Como era de esperar, a BMW também mira uma nova geração de usuários ao introduzir um sistema operacional inédito a bordo. O conhecido iDrive sai de cena, assim como os controles tradicionais. O destaque técnico fica com o novo Panoramic iDrive: uma faixa digital que atravessa toda a largura da base do para-brisa e exibe, para todos os ocupantes, uma ampla variedade de informações.

Só que essa faixa na parte inferior do para-brisa é apenas o lado visível das mudanças. O conceito de telas e operação se apoia numa nova arquitetura eletrônica chamada “Sistema Operativo X”, baseada em Android. Essa solução não apenas deve facilitar a integração de apps de terceiros (como streaming de filmes e jogos), como também promete ajudar a manter o sistema sempre atualizado, independentemente do veículo e da plataforma.

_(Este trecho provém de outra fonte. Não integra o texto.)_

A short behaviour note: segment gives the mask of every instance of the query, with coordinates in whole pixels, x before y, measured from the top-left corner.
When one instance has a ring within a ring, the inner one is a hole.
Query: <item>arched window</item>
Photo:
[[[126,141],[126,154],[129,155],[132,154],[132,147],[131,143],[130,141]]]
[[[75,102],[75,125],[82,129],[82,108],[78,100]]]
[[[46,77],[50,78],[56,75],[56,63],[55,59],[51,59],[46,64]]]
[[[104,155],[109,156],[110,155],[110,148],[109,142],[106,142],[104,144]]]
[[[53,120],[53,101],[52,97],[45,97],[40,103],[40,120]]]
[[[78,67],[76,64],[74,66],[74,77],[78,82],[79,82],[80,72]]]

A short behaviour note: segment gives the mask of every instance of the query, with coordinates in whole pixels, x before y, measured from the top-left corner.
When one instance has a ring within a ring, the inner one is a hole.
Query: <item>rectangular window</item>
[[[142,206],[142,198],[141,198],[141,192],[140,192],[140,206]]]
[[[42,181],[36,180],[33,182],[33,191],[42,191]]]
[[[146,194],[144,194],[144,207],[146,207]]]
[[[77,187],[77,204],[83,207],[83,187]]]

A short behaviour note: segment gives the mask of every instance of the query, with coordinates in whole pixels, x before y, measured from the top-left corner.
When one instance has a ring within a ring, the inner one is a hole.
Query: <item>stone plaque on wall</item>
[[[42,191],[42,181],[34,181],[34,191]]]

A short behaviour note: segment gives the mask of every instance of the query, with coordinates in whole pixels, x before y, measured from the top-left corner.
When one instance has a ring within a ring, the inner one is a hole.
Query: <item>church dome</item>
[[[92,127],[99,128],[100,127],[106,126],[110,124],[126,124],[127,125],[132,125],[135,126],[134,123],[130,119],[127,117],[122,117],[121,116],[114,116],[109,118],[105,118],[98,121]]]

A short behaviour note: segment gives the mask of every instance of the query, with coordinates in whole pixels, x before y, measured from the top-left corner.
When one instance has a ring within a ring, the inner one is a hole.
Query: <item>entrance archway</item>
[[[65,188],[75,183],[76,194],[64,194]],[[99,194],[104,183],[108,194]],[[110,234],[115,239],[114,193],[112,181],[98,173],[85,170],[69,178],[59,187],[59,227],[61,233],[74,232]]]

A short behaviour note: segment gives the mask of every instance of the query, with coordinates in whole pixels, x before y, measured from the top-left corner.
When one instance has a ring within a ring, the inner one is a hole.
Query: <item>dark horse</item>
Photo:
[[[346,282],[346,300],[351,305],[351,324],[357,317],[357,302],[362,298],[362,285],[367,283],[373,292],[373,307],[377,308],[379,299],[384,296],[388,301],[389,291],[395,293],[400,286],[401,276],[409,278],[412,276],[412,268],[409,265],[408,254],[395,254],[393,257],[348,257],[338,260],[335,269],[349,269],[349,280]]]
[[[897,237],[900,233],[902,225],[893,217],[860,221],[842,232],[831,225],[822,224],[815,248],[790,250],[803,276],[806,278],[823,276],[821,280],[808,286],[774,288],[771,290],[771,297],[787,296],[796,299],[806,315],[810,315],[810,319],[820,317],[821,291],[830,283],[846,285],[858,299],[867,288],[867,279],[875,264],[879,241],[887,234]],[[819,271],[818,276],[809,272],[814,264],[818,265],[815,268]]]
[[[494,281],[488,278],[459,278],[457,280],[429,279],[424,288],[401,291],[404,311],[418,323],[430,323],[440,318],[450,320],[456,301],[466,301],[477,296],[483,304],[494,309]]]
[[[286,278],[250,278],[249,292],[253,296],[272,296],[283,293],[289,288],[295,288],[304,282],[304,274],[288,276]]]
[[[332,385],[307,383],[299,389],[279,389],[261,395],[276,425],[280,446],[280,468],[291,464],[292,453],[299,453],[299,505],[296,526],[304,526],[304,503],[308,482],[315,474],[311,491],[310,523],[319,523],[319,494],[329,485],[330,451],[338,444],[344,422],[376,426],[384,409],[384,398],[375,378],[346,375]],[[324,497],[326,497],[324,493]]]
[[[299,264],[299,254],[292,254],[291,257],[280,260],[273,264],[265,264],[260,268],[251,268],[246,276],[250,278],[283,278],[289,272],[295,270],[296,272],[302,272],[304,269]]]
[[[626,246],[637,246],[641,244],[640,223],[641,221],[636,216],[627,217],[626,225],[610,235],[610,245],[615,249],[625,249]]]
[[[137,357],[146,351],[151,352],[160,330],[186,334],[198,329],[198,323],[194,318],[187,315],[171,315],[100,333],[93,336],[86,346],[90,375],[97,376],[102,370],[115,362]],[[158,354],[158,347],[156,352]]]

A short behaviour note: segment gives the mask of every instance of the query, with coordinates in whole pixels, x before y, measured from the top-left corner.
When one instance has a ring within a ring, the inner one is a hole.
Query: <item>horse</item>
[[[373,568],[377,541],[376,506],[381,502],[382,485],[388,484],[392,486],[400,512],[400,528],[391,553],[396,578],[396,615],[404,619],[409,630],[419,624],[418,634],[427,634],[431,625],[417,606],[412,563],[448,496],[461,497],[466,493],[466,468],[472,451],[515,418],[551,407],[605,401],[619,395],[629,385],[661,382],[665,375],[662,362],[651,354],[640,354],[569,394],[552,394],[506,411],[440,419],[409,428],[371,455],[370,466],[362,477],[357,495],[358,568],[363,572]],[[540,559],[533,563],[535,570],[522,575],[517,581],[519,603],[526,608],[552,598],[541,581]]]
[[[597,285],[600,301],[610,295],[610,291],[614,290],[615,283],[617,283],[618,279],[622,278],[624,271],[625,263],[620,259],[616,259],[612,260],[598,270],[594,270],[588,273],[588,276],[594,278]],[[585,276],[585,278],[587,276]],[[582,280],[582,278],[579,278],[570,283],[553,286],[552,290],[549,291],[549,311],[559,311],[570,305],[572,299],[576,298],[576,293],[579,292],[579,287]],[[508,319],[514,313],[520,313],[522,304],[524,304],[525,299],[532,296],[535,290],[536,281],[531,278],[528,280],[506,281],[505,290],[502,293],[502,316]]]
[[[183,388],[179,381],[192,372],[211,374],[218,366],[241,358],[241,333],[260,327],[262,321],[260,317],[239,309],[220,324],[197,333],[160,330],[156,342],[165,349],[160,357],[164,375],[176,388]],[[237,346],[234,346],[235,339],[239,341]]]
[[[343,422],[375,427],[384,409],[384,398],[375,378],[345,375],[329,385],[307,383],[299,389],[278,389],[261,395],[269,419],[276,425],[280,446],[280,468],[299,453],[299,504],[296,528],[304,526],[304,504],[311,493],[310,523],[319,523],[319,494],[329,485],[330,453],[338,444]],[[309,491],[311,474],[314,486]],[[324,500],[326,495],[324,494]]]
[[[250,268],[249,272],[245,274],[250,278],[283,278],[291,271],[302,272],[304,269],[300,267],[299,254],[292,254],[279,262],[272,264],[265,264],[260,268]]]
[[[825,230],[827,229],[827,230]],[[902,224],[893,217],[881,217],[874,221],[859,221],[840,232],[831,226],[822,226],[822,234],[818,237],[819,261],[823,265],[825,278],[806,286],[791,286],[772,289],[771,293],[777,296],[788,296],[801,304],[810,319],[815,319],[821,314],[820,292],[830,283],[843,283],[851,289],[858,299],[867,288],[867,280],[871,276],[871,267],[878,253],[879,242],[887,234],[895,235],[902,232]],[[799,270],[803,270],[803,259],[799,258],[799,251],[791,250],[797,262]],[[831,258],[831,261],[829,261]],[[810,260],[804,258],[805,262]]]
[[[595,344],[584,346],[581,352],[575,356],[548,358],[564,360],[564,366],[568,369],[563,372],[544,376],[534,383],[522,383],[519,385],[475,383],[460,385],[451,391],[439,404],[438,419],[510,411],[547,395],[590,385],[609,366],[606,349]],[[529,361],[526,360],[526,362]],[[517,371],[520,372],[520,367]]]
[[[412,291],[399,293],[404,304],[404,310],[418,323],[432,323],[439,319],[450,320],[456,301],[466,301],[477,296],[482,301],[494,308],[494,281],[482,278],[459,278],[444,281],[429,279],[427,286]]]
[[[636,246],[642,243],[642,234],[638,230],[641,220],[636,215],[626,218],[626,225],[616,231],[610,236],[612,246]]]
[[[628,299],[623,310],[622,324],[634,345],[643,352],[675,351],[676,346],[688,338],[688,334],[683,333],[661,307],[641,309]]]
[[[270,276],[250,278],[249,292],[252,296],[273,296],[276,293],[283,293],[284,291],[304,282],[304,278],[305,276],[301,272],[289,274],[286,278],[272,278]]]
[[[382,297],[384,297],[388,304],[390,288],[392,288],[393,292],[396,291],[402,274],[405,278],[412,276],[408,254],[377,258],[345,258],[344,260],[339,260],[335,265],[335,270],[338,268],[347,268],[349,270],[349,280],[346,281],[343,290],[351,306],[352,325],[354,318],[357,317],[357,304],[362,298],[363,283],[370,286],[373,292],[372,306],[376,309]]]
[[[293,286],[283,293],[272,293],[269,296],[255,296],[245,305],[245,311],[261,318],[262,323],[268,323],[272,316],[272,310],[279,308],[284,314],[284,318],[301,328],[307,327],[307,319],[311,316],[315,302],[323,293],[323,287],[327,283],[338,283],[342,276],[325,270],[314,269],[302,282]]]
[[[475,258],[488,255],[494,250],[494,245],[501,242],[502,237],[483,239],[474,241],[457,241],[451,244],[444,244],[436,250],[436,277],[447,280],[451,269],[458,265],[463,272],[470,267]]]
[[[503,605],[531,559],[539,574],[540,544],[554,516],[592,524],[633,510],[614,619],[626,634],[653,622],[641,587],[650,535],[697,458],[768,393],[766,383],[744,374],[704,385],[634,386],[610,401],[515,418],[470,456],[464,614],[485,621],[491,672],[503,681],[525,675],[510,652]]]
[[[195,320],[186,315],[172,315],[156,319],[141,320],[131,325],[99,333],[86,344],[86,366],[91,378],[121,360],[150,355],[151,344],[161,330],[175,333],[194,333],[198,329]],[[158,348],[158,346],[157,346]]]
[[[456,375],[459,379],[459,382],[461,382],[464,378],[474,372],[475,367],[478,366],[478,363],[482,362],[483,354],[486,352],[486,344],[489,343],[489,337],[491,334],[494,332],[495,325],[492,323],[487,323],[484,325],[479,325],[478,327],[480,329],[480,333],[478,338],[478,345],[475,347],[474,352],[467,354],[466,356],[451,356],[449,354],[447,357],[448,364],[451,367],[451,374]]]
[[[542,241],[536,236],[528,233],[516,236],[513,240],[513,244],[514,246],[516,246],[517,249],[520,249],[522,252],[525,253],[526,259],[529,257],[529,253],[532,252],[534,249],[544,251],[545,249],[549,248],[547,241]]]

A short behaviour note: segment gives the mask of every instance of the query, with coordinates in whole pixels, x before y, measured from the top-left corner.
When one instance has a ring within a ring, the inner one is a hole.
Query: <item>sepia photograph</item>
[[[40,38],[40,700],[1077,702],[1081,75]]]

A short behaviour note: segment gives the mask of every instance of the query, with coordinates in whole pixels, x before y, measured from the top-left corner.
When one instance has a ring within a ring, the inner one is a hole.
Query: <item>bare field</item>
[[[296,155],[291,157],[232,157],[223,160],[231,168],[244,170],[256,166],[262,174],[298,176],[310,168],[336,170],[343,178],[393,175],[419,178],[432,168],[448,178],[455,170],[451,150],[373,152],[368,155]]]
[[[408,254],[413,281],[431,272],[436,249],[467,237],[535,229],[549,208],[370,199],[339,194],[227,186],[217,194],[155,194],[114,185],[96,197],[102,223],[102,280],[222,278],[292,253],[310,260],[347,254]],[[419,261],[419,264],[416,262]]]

Acima do BMW Panoramic iDrive, o Head-Up Display 3D (se especificado) agora também pode apresentar telas integradas de navegação e de condução automatizada na estrada, com profundidade espacial.

Posicionamento “por cima”

Naturalmente, uma das questões mais sensíveis para marcas premium à medida que entramos mais fundo na era dos carros exclusivamente elétricos é o preço pelo qual esses produtos conseguem ser vendidos.

O novo BMW iX3 50 xDrive tem chegada a Portugal prevista para a primavera do ano que vem. Ele será comercializado acima de 70 000 euros - e, mais adiante, virá uma versão menos potente e mais acessível. Com isso, terá desafios relevantes para se impor diante de uma concorrência liderada pelo Tesla Model Y e pelo contingente chinês, cujos preços são 30- 50% inferiores.